Agree, agree!Quote:
Stanley Kubrick once said something about film that I've always found applicable to all the arts: "film is - or should be - more like music than like fiction. It should be a progression of moods and feelings. The theme, what's behind the emotion, the meaning, all that comes later."
For me, it's essential to enjoy a work passionately first, and not attempt to grasp it all intellectually. Allowing it to provoke reactionary emotions and your own intuition of knowing there's more there but not being able to completely discern it. In this sense, one can look at art as like a relationship; the early part is all hot and passionate romance. The analysis and interpretation is where one turns the intangible to the tangible, the intuitively sensed to the consciously grasped. If a work still holds up to this and maintains its greatness then it's probably a truly great work of art. This would be like marriage and knowing someone for many years after the passion is worn off; if it lasts, it's probably real.

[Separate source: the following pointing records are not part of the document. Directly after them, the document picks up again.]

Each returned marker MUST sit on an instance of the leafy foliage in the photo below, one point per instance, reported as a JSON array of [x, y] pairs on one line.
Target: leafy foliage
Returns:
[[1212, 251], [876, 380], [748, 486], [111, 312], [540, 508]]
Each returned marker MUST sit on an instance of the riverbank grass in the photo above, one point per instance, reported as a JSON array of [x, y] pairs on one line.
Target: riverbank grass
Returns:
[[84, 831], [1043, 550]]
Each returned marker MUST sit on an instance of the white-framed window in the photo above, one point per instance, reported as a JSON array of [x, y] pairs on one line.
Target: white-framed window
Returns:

There are a couple of works I've spent years studying in depth (two would be 2001: A Space Odyssey and Neon Genesis Evangelion). In both cases I began by passionately loving them and, in the case of NGE, being profoundly effected by my first viewing. But all of the analysis, discussion, and "solving" of the mysteries gave me a greater appreciation for just how impressive both were. My blind passion turned into a kind of deeper, '20/20' appreciation for what the works accomplished and WHY I was so effected.
I do recall a quote from a professor of Shakespeare who said that he'd give back all of his knowledge of Romeo & Juliet if he could go back and experience for the first time. In a way, I understand the sentiment. There's nothing that can replace that sense of passion one gets from encountering a truly great and personally affecting work or artist for the first time. I just look at all the other stuff as a logical next step. Because passion must eventually wear off; and that's where we find out if something has lasting value.
The mood one I only really started to notice when we did a drama performance and we had a long piece of music playing in the background- the rhythm of the music and the rhythm of the piece clashed.